= Samantha McIntosh =

New Zealand equestrian

Samantha (Sam) McIntosh is a showjumper and equestrian from New Zealand.

== Life ==
McIntosh is the daughter of two riders, trainers and showjumpers, Penny Stevenson and Colin McIntosh. She was born and grew up in Kaikohe, in the North Island of New Zealand, and began showjumping when she was about 15 years old.

McIntosh moved to Europe when she was 17 years old and worked as a stablehand for Thomas Fuchs, Marcus Mändli and then in Germany with Lüthi Orschel. In 1998 she signed a contract with Orschel which included adopting dual New Zealand-Bulgarian citizenship, and began riding for Bulgaria.
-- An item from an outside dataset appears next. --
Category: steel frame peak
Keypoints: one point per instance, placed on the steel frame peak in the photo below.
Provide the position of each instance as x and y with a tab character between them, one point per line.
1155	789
McIntosh competed for Bulgaria at the 2000 and 2004 Olympic Games, the World Equestrian Games, the European Championships and the FEI World Cup.

In 2008 McIntosh relinquished Bulgarian citizenship and in 2011 she returned home to New Zealand. She spent three years based in Cambridge and built up her own sports horse stable, ran a team of showjumpers and became involved in coaching. In 2014 she was appointed as an advisor to the board of Equestrian Sport New Zealand, and the following year she returned to Europe, to the stables of Joelle Cairaschi-Dagut in La Teste de Buch, France.

McIntosh competed for New Zealand in the FEI Nations Cup in 2017. In 2018, she was part of the team of four New Zealand riders who won the FEI Nations Cup, the first time a New Zealand team has won it.